The sun hit me in the face and a bug landed on my forehead. I swatted it away.
“It was too dark last night for there to be anything to watch.” I tried to move into a sitting position, but my limbs felt weighted down and achy.
I watched Sammy step outside our ramshackle refuge. He stretched his long body and groaned, then bent over and picked up the pot he had wedged between the porch boards. I managed to get up and join him.
“Have a drink. It’s not morning coffee, but it’s clean and fresh.” He handed me the pot and I took a sip. It was the sweetest water I’d ever drunk. I wondered why they didn’t sell it in the stores. Someone could make a fortune off this.
The world outside the deserted cabin sparkled in the morning light, raindrops on the leaves catching the sun and reflecting a rainbow of colors.
“It’s beautiful.” I handed the water back to him.
“Few people see the swamps like this. It is beauti
ful. I’m glad you think so too.”
Sammy took a long drink and placed the container back in the cabin.
“Now what?”
“I’m going to climb that tree.” Sammy pointed to a palm that rose above the other scrubbier trees around the cabin.
“Right. You did promise me food last night. Coconuts?”
“This is not a coconut palm.” He began to inch up the trunk.
“So get down from there. This is no time to be showing off.”
He continued up and once at the top, he moved the fronds to one side with his body and leaned there.
“What the hell are you doing?” My stomach grumbled. Maybe he was getting us some palm fronds to eat. I’d never heard of that but who knew what one ate in the swamps. Folks around here talked about swamp cabbage, something I wasn’t familiar with. Maybe that was it. My stomach rumbled again.
Sammy dropped to the ground beside me. “Let’s go.”
“Go? Where?”
Without another word, he grabbed my hand, and we set off for the unknown, heading away from the waterway the Hardys had used to bring us here.
“You’re going the wrong way.” I tugged on his shirt sleeve to slow him down.
He turned to me with laughter on his face. “Oh, so now you’re the swamp explorer? Which direction did you want to go? We can separate and see who gets home first.

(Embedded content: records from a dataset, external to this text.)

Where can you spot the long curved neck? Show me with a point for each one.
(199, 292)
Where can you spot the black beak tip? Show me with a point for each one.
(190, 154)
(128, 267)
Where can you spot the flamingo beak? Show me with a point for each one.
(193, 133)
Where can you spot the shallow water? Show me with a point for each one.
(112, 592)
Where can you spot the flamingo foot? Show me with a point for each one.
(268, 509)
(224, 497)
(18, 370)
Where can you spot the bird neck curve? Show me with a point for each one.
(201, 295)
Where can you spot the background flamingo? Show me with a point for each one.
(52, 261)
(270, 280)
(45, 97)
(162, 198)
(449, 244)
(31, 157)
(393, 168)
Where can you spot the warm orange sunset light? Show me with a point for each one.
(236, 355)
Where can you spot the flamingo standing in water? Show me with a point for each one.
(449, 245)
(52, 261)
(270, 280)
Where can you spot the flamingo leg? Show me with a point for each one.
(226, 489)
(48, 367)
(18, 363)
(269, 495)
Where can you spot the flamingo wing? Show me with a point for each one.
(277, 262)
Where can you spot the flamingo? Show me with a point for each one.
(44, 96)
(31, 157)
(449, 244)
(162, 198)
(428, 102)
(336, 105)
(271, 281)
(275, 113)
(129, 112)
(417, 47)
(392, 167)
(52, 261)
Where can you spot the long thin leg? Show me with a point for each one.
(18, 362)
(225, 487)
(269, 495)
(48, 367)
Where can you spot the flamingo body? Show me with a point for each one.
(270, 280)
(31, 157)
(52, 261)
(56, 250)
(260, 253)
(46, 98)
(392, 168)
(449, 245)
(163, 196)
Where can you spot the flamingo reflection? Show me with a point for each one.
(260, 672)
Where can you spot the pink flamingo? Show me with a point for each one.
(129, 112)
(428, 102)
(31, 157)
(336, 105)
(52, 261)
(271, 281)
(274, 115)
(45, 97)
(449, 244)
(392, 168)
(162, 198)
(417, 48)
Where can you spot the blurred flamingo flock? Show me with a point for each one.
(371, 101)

How about that?”
“But we came in here there.” I pointed back toward the cabin and beyond.
“And this is the way the black smoke is coming from.”
“What smoke?”
“Don’t you smell it?”
I stopped and sniffed. I did smell it. Something was burning. “You saw that when you were up the tree.”
“Yep. Let’s go.” We set off again, following our noses and the clouds of smoke now billowing in the sky ahead of us.
Several hours passed. Keeping the burn ahead of us made charting our path through the swamp slow going. We trudged through small ponds and channels of water, but skirted others that were deeper, the ones Sammy said were likely gator holes. I shuddered at the thought of encountering a hungry or angry reptile. We crawled over downed logs green with moss. Sometimes we got lucky and found a game trail to use, but then it would meander in the wrong direction, and we were back to bushwhacking through the undergrowth. The day grew hotter. For water, we licked the droplets of rain off broad-leaved plants.